Esta sencilla ecuación funciona. Nuestra mentalidad judeocristiana nos lleva siempre en busca de la culpa. Esté o no esté claro, no pararemos en nuestro afán de descubrir el verdadero culpable. Como si fuéramos pequeños Poirot, anhelamos conocer al asesino. Y cuando damos con la solución, respiramos. La solución o cualquier solución. Estamos cansados de ver a los jefes superiores de Policía, en las series que hemos engullido durante estos días, contentos cuando las primeras pistas conducen hacia un culpable. Ya está, dicen, caso cerrado. Claro. No quieren más indagaciones, ni más gaitas. Aquí está el responsable y, sin pruebas suficientes para asegurarlo, lo metemos entre rejas y a respirar tranquilos. Eso parecemos los integrantes de esta sociedad en la que vivimos, que nos conformamos con colgarle el muerto (nunca mejor dicho) a alguien cuanto más arriba esté, mejor. Sin embargo, prefiero ser el inspector inseguro de que el caso no es lo que parece, e inicia otras investigaciones para encontrar el verdadero causante de los hechos. Prefiero no conformarme con las apariencias, los lugares comunes, los tópicos, los chismes que se dicen en la escalera, en el barrio, en la tele. Qué quieren que les diga.
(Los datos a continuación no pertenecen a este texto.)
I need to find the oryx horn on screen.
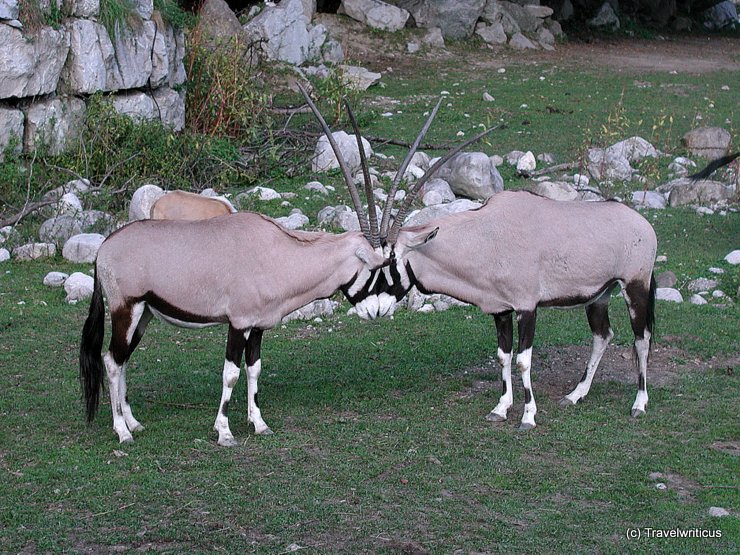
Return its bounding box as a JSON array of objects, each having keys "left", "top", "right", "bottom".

Sobre todo cuando la cosa se mezcla con la política. El debate de estos días en ese campo es, cuando menos, penoso. Cierto que nuestros dirigentes no son celebridades, no cuentan con trayectorias que aseguren su valía. Están arriba porque la rueda de la fortuna (o de la desgracia) les dio papeletas en esa lotería. Pero qué lástima que cuando sea blanco tengan que decir negro, cuando la razón señala un camino se elija por narices el otro, cuando la consigna es llevar la contraria. Es evidente que la situación es pintiparada para hacer daño al enemigo. Que el enorme desgaste de los gobiernos a los que le ha tocado vivir esta situación debe ser aprovechado por la oposición. Eso lo entiende un niño. Pero mentir, repetir bulos, negar evidencias tan indiscutibles como la necesidad de que el estado de alarma continúe al menos dos semanas más, es desprestigiar a cualquier partido que vele más por sus intereses que por los de la mayoría. Partidos que alientan pusilánimes caceroladas de seguidores escondidos tras ventanas y balcones.
Por eso me cuesta trabajo señalar a Sánchez como culpable único y principal de lo de los chinos, de lo de las reuniones que no debió autorizar (entre ellas, festejos de la propia oposición), de que los hospitales (gestionados por las autonomías) no estuvieran preparados, de que se hayan producido millones de pérdidas de puestos de trabajo, de que la bolsa baje, de todo. Me cuesta trabajo, a pesar de que no niego errores al verse desbordado por un escenario inesperado, y no dar siempre con la tecla precisa. Los mismos errores, por cierto, de sus colegas vecinos, y muchos menos que los de lenguaraces tan notables como Johnson o Trump, medallas de oro a la ineptitud.